Thursday, 15 February 2018

Arsenic can't kill this fern!

Have you ever seen the greenish hue of treated lumber and wondered what it was? In some cases this color comes from chromated copper arsenate, which has been used since the 1930s as a wood preservative. While this preservative has been studied extensively and appears to be safe, the process by which it is applied can lead to arsenic-contaminated soils. Dr. Lena Ma of the University of Florida was walking around a disused wood treatment site one day when she notice a particular species of fern growing all around the site. By bringing some fronds (a fern's leaves) to the lab, she discovered that this fern, Pteris vittata (Figure 1), is able to accumulate 200 times more arsenic than is present in the surrounding soil! This was an incredible finding, because arsenic is very famous for being lethal to living organisms.
Figure 1: Pteris vittata. This fern sucks arsenic out of the soil (or walls!) in which it grows and can hyper accumulate the arsenic in its fronds (leaves).

Arsenic is a quasi-metal substance called a metalloid, meaning that it exhibits some metal-like properties (it can form alloys with other metals), but also some properties of non-metals (it is brittle). It is also chemically similar to phosphorous, an element that is a component in many important components of all of Earth's organisms, such as DNA and RNA. Since arsenic is similar to phosphorous (it is in the same column in the periodic table), it can sneak into living organisms through phosphorous transporters, then interfere with all the essential cellular processes that require phosphorous. It is this interference that makes arsenic so toxic, and why the ability of the Pteris ferns to hyper-accumulate arsenic so amazing.

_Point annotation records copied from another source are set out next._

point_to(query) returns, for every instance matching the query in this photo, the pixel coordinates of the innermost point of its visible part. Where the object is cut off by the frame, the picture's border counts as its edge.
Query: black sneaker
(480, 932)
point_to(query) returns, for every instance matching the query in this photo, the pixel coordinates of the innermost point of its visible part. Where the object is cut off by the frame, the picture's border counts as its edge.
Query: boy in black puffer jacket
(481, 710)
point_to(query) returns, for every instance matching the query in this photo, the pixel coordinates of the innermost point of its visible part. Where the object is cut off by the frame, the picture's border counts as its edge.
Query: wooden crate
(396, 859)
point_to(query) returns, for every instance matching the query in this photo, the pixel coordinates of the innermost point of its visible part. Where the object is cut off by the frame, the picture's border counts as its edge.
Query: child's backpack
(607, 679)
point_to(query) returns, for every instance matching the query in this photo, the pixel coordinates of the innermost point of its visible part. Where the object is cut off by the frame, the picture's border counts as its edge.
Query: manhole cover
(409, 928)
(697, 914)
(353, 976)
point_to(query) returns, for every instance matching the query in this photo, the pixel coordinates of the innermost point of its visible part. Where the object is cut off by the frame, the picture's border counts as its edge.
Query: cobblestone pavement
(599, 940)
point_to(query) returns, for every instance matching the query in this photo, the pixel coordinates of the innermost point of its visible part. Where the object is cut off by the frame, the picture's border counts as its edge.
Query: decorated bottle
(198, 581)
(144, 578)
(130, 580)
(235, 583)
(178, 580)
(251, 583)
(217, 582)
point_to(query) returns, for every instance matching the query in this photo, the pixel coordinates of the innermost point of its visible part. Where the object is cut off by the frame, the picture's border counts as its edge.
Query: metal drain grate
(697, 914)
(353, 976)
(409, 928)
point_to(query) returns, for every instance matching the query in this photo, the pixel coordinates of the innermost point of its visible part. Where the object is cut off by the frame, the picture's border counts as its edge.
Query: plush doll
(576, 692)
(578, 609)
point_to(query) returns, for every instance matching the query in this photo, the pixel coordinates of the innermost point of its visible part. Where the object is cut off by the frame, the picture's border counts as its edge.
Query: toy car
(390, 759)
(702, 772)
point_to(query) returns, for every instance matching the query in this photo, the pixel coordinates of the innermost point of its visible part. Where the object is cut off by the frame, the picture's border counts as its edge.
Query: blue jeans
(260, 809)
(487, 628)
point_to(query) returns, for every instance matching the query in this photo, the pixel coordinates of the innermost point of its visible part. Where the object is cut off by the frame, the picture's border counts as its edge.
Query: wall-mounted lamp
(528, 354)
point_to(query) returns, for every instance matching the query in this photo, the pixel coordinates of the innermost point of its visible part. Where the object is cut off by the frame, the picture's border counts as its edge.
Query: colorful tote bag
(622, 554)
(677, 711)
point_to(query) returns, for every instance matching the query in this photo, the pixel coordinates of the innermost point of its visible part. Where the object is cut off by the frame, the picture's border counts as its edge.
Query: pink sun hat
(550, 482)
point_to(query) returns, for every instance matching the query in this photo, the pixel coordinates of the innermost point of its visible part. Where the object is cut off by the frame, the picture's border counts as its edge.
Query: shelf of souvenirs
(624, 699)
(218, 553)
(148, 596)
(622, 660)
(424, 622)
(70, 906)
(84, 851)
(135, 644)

Intrigued by this arsenic-tolerant fern, Dr. Ma and her colleagues carried out further research on Pteris vittata. They soon found that when this fern grows in healthy soils it does not have such high levels of arsenic, but if arsenic is added the fern rapidly absorbs the arsenic through its roots and stores it in its fronds. After further study, scientists discovered that these ferns seem to have new versions of phosphorous transporters that, instead of moving phosphorous, can selectively move arsenic and quarantine this metal in a special plant cell storage container called the vacuole. It seems likely that this fern does this to poison any animals or insects that attempt to eat it.

Naturally, Pteris vittata (and its relatives that also hyper-accumulate arsenic) have great potential in bioremediation - the use of biological organisms to clean up a polluted environment. Perhaps these ferns could be grown in poisoned landscapes to soak up the arsenic and then be removed and disposed of safely. This is important for all humans since arsenic in soils makes its way into our food and water, causing illness, cancer, and death in high doses. Efforts are underway to see whether what we have learned about Pteris arsenic tolerance can be applied to creating crops that will be able to prevent arsenic from entering their roots via phosphorous channels, thereby reducing the amount of arsenic in our diets. It is fantastic to learn such an important biological tactic from a fern. Ferns have been on earth longer than all animals and insects, and have clearly developed some tricks during this period - only time will tell what other wisdom they may share with us.